A group of researchers from the Institute of Archeology at the Hebrew University, led by Dr. Gadi Hertzlinger, in collaboration with researchers from the French National Center for Scientific Research (CNRS), and with funding from the Israeli and French Ministries of Science, identified the earliest instance in Eurasia of behaviors indicative of developed cognitive abilities - which are At the basis of the human behavior we know today.

The archaeological site of Ubeidiya, located in the Middle Jordan Valley, near Kibbutz Afikim, dates back to one and a half million years before our time. This site is considered one of the oldest sites outside of Africa, about a year and a half old dictionary. Its uniqueness is that the stone tools carved by the ancients found there are associated with a technology known by archaeologists as "Acheulian" in which humans began to create large cutting tools, symmetrical, meticulous and more efficient. The illusory findings first appeared in Africa 1.8 million years ago, while before her stone tools were nothing more than simple chiseled pebbles with sharp edges. In fact, this is the earliest site outside of Africa where the technology was found, which is the first significant leap in the ability to produce tools.

The researchers used a XNUMXD scanner and specially developed computer software to analyze the shape of the vessels using innovative methods. The results that are now being published in the Journal of Paleolithic Archeology show that, in fact, within the family of cutting tools that are large in use, two subfamilies of tools must be distinguished: one is less meticulous, the use of which ends relatively soon after the site period.
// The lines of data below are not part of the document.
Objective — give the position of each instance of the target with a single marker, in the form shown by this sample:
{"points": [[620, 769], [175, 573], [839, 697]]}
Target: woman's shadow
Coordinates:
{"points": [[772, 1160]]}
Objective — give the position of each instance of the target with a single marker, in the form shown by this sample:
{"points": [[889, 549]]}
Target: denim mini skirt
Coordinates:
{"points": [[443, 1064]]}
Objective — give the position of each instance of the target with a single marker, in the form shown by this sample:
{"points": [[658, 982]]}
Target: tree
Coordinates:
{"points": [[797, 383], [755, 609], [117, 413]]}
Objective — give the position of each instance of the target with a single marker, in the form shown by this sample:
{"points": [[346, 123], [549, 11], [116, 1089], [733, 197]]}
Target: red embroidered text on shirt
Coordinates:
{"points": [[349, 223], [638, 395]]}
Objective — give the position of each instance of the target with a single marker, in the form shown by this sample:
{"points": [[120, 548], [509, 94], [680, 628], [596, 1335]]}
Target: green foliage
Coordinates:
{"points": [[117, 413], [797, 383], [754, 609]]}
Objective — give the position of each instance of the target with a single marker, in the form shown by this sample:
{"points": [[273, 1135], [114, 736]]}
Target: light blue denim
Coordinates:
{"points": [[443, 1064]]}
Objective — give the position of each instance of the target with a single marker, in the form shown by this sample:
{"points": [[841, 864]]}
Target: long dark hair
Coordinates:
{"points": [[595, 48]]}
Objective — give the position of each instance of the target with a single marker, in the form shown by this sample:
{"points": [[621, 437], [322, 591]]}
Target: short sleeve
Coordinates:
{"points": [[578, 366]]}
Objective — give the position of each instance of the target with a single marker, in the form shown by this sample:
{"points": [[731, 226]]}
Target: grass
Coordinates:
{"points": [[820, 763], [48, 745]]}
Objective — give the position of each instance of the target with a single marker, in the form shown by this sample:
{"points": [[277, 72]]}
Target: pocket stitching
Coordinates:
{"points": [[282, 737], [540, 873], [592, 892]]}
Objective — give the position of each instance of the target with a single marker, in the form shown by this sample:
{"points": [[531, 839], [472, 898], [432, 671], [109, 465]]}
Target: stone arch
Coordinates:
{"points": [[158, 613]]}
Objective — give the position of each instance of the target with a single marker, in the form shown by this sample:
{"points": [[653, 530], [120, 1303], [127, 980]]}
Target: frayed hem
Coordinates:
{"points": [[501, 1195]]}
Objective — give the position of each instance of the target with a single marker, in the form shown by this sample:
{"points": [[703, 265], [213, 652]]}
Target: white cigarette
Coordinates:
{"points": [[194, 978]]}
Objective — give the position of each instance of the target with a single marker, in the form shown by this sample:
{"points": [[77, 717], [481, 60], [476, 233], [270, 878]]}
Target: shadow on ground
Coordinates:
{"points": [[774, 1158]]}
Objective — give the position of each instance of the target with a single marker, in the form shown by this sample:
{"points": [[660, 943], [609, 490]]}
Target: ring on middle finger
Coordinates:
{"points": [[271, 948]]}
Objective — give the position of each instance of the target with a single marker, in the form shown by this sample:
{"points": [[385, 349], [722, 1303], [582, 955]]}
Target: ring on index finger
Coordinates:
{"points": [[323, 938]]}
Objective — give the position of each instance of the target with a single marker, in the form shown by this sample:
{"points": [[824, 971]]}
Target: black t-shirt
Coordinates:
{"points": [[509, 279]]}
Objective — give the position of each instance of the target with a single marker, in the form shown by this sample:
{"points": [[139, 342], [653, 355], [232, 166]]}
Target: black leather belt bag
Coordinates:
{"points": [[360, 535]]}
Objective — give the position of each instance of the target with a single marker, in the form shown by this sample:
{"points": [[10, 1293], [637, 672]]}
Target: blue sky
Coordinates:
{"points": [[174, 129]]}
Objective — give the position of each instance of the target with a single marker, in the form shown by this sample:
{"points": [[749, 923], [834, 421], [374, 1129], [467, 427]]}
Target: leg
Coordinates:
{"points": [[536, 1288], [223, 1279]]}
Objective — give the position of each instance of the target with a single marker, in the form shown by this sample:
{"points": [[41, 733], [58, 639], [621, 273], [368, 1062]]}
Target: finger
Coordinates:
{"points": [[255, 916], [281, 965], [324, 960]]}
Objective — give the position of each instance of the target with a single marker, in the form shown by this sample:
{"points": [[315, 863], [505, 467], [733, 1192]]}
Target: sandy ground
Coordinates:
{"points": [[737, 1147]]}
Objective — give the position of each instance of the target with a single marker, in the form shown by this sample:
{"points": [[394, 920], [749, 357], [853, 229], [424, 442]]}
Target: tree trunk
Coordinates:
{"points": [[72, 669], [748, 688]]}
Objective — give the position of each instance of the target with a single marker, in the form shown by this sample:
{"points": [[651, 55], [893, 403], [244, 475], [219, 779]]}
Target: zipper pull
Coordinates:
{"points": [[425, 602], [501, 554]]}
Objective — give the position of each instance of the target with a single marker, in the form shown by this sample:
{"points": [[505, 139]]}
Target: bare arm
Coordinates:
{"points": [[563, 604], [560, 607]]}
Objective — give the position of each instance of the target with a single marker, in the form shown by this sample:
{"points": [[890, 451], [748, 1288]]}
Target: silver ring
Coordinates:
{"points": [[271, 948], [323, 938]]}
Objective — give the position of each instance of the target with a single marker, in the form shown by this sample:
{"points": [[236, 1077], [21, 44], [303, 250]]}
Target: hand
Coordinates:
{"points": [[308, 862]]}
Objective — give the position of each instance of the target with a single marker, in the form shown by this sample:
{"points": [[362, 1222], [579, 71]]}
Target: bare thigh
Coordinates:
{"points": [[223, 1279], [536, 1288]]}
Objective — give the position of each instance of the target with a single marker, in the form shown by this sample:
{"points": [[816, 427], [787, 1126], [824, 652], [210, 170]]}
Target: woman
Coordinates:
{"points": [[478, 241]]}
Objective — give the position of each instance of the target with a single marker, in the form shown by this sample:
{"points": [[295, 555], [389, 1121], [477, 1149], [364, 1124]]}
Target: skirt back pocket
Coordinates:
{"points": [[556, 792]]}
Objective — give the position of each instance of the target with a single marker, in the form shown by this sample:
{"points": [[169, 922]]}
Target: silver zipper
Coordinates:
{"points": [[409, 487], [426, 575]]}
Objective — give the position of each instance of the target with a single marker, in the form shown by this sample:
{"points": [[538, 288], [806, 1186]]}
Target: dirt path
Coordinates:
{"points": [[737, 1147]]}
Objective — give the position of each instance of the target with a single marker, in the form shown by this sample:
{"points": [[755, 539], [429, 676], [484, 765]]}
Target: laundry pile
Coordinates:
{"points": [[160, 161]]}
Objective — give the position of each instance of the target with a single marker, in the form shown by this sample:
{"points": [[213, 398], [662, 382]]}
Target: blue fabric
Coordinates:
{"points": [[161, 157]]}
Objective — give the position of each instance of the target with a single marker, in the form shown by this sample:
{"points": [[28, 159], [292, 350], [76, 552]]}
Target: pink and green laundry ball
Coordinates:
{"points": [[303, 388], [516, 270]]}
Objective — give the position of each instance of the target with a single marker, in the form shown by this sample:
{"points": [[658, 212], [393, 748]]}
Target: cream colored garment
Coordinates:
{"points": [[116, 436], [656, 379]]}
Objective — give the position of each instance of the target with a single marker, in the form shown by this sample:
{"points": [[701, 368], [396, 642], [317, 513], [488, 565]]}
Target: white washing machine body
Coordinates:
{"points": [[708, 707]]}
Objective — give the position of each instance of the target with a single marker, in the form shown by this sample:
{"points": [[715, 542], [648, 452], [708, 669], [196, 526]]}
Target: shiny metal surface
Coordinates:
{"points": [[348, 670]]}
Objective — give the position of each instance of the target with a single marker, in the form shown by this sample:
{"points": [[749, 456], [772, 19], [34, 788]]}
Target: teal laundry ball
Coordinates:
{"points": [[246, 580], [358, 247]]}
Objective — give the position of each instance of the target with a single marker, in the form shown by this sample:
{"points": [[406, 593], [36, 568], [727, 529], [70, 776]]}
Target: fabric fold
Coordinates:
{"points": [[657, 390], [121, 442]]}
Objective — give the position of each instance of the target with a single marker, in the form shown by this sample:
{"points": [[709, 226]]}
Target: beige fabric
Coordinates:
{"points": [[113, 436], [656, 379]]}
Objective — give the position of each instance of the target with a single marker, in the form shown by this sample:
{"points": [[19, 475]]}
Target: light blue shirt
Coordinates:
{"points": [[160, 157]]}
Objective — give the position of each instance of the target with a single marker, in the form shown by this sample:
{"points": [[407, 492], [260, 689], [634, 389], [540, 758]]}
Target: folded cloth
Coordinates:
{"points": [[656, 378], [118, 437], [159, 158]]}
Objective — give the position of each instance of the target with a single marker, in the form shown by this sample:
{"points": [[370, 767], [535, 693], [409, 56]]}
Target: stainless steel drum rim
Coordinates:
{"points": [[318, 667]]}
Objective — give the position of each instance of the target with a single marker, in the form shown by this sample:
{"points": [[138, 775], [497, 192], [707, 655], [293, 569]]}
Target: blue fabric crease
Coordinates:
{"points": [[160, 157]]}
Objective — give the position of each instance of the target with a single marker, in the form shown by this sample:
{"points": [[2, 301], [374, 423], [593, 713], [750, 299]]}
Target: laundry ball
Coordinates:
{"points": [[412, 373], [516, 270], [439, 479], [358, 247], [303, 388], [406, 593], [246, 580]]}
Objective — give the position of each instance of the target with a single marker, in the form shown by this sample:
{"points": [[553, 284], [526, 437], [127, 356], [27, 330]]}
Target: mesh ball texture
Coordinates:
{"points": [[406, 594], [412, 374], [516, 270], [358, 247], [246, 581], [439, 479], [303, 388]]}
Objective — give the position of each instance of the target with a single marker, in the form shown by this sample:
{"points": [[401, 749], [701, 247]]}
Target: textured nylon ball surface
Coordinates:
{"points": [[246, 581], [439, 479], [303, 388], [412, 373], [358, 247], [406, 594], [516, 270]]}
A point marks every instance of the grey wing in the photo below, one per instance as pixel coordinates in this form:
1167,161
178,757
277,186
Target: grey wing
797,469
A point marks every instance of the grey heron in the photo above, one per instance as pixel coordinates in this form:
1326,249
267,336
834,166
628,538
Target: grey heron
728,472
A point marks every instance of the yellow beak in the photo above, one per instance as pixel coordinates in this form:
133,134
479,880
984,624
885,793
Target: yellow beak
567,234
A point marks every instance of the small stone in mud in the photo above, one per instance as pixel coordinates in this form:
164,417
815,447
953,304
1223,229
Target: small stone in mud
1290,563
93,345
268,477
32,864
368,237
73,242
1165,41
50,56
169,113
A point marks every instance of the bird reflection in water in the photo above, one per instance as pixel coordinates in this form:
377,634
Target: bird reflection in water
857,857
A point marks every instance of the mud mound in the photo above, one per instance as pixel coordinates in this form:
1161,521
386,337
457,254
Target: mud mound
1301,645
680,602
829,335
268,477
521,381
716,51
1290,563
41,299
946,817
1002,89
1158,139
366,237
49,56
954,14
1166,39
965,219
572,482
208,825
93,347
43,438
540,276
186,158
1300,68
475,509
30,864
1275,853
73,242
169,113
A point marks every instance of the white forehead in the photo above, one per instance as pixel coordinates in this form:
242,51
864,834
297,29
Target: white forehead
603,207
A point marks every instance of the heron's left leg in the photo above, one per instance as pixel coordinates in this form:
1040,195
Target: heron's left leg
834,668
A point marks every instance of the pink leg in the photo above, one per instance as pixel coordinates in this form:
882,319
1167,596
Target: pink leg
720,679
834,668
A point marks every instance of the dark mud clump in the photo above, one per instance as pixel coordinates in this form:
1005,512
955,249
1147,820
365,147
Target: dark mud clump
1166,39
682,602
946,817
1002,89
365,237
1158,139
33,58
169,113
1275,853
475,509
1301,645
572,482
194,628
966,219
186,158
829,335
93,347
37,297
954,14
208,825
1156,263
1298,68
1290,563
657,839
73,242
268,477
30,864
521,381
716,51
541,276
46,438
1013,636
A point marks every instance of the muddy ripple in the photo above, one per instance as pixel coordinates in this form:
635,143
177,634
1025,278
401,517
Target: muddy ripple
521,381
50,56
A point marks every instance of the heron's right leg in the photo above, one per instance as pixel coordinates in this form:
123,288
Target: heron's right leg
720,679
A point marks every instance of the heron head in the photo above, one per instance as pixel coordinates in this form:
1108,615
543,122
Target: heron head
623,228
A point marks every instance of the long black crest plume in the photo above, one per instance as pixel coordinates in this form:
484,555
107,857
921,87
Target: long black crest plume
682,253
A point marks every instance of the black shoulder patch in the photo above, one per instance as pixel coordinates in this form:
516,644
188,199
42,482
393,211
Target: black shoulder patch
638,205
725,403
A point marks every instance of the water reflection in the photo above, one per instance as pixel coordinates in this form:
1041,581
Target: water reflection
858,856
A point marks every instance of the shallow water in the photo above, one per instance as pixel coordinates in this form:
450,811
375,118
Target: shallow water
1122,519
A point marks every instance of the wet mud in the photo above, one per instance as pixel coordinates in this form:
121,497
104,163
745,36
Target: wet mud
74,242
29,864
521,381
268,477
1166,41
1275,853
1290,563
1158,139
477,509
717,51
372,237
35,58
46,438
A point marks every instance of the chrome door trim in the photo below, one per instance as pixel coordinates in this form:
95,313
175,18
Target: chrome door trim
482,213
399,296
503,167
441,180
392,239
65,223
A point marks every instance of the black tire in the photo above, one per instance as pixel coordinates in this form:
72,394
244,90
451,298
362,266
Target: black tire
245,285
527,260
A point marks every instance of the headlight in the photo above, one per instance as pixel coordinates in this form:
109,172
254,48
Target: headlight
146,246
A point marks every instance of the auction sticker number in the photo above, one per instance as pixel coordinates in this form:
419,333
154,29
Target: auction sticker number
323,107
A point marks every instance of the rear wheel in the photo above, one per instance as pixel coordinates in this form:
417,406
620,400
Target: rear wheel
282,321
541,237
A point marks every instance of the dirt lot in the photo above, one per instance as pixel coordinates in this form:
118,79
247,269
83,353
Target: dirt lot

The second, more meticulous one that remained in use more than a million years later.

It seems that relatively complex chipping methods, which until now were only known from later sites, were already in use for the purpose of producing cutting tools in Ovadia. The researchers claim that the combination of the characteristics described, that is: the existence of two parallel subcategories within the same family of tools, the deliberate choice of raw material with preliminary planning, and the use of complex chiseling methods indicate that The cognitive mechanisms that could be identified so far only among much later populations already existed when the site was inhabited. As stated to date, this case constitutes the earliest identification in Eurasia of behaviors that indicate the cognitive abilities that are at the basis of the complex human behavior that we know today.